Educational Media Company at Virginia Tech, Inc.
- Company type: Nonprofit Corporation
- Founded: 1997; 29 years ago in Blacksburg, Virginia, United States
- Divisions: Bugle; Collegiate Times; Silhouette; VTTV; WUVT-FM;
- Website: www.collegemedia.com

= Educational Media Company at Virginia Tech =

The Educational Media Company at Virginia Tech, Inc. (EMCVT) is an independent governing body over student mass media organizations of the Virginia Tech campus. The EMCVT board of directors is made up of Virginia Tech faculty and staff, students, and members of the Blacksburg, Virginia community. As the parent company, EMCVT owns the copyrights on all media produced by its divisions.

== Divisions ==

- Bugle yearbook
- Collegiate Times newspaper
- Silhouette literary magazine
- VTTV television
- WUVT-FM radio

== Controversy ==

In 2003, the structure of the EMCVT was called into question by Virginia House of Delegates member Robert G. Marshall as a result of content he found objectionable on the program Sex Talk Live aired on VTTV. Marshall called for university officials to provide more oversight over student media on campus. Virginia Tech President Charles Steger responded that he "approached the idea of prior restraint (of student media) with uneasy caution" and the matter was dropped.

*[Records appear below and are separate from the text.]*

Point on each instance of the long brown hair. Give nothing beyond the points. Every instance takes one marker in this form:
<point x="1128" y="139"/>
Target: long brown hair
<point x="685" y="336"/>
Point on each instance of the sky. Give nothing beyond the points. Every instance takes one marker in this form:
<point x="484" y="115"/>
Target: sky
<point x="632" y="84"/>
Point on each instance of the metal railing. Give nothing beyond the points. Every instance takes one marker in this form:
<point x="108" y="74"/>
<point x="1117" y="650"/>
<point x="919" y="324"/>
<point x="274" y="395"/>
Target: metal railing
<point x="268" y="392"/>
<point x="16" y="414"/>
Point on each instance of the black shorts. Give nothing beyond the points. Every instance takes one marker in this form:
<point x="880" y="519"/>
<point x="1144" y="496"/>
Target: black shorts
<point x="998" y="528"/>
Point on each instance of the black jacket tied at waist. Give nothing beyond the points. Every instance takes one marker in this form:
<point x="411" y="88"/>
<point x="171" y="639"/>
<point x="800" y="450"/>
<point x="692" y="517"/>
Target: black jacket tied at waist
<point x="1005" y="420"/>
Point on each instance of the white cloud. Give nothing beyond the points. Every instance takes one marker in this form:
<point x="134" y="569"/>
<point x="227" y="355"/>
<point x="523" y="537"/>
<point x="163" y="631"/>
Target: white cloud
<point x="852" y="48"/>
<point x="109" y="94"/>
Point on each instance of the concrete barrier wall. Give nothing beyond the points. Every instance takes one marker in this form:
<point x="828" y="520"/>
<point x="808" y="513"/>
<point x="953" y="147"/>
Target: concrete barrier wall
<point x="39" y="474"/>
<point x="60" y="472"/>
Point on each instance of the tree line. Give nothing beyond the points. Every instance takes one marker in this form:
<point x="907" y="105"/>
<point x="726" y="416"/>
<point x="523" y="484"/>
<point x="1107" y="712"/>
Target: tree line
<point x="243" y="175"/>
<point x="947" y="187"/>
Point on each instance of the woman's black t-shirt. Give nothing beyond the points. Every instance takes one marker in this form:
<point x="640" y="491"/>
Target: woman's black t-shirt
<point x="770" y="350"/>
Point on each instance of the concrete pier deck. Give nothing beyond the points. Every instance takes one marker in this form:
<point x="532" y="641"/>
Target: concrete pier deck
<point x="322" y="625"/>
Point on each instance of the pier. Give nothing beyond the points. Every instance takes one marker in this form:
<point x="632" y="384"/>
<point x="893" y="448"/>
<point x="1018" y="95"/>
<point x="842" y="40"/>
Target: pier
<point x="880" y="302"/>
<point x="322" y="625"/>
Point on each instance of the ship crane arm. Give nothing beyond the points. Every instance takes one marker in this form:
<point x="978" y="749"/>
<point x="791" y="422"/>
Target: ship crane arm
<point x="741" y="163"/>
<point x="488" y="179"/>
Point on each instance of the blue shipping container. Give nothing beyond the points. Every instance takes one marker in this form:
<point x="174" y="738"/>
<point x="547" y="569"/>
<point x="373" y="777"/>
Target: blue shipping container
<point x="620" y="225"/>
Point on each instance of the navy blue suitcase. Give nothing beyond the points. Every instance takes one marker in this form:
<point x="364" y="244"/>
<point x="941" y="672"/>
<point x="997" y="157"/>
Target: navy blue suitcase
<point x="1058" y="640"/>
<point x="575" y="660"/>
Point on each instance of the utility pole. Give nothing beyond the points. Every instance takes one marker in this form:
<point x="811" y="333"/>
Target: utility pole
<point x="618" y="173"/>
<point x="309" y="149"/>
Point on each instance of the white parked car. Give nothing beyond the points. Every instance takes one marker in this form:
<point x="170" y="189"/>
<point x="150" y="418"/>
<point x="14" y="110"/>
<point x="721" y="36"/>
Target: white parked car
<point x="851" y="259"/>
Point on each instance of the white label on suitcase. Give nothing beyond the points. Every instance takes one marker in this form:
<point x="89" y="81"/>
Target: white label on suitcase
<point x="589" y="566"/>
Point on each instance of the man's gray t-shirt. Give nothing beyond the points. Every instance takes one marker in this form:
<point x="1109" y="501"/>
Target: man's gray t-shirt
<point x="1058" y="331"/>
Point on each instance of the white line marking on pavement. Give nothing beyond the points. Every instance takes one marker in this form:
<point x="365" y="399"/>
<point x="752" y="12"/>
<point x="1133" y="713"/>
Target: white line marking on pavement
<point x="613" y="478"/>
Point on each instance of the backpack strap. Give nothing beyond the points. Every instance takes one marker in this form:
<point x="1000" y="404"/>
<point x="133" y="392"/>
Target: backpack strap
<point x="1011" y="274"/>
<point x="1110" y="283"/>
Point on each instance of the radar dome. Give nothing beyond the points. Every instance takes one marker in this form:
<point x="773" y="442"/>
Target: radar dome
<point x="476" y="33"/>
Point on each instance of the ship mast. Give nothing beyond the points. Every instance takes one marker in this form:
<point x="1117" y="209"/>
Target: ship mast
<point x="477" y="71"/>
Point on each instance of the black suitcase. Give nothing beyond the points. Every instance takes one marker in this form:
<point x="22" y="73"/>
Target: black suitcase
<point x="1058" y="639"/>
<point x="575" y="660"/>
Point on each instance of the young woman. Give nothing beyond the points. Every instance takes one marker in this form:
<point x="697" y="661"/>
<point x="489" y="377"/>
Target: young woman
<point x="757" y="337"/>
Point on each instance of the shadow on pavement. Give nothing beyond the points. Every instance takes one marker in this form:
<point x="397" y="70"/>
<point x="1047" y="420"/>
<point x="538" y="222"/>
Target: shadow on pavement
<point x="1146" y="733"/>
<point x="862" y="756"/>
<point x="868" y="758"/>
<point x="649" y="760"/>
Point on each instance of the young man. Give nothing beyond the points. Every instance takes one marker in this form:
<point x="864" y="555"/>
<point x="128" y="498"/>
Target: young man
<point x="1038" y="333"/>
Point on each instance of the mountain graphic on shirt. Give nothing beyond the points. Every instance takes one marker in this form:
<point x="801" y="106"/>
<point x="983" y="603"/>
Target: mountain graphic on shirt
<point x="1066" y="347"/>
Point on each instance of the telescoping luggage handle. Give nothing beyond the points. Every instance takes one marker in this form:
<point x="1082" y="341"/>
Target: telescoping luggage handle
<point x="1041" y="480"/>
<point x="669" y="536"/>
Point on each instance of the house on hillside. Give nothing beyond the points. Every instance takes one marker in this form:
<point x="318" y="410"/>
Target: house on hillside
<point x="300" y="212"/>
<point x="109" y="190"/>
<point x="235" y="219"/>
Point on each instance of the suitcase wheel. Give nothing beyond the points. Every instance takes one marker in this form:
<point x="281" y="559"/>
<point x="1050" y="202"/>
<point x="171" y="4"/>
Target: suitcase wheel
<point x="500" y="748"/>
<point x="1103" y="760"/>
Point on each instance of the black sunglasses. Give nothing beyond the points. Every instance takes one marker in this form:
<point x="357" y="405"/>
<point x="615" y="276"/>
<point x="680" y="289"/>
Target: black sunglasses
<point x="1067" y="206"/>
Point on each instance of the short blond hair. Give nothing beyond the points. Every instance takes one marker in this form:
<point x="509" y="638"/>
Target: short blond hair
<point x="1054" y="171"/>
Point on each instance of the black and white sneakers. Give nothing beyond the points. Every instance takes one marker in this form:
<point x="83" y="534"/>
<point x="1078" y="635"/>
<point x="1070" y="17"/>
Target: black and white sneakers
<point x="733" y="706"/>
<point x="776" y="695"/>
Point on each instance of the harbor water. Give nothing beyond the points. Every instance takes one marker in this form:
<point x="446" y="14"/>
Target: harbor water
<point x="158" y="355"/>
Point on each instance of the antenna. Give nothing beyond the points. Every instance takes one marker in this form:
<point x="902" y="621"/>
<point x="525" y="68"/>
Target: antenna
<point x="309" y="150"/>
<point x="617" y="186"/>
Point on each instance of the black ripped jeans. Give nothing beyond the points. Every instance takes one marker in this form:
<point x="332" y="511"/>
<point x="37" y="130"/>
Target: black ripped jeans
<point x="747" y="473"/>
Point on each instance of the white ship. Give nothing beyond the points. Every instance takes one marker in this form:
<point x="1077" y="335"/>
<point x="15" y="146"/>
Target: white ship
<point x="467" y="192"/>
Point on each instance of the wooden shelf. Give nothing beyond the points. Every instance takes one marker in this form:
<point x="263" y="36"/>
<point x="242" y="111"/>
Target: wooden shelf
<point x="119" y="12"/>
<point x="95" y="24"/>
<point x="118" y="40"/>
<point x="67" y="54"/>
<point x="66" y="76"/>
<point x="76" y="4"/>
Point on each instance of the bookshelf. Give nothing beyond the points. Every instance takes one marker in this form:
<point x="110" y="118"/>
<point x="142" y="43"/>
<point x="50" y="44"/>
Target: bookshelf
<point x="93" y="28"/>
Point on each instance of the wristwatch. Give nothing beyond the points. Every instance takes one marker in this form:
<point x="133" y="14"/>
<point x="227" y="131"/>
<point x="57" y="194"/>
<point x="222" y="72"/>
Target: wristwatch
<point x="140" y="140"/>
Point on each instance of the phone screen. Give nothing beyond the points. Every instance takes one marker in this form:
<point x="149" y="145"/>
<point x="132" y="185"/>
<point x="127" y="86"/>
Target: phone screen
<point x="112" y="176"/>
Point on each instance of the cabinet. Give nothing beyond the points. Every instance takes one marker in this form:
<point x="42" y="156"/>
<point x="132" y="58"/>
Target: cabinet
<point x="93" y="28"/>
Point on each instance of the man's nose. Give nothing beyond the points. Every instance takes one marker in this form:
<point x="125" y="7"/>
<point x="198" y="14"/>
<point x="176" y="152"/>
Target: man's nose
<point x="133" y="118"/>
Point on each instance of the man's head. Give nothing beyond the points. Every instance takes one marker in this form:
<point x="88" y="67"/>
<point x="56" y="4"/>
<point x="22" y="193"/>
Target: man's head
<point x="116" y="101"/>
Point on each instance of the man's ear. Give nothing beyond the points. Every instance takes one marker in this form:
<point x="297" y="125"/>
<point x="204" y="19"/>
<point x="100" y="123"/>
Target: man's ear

In 2015, the editor in chief of the Collegiate Times, Erica Corder, was fired while pursuing a story about EMCVT's finances. This led to the resignation of the assistant editor of the paper. Increased scrutiny on the finances of EMCVT eventually led to the termination of two professional staffers of the company, and to the resignation of the EMCVT General Manager.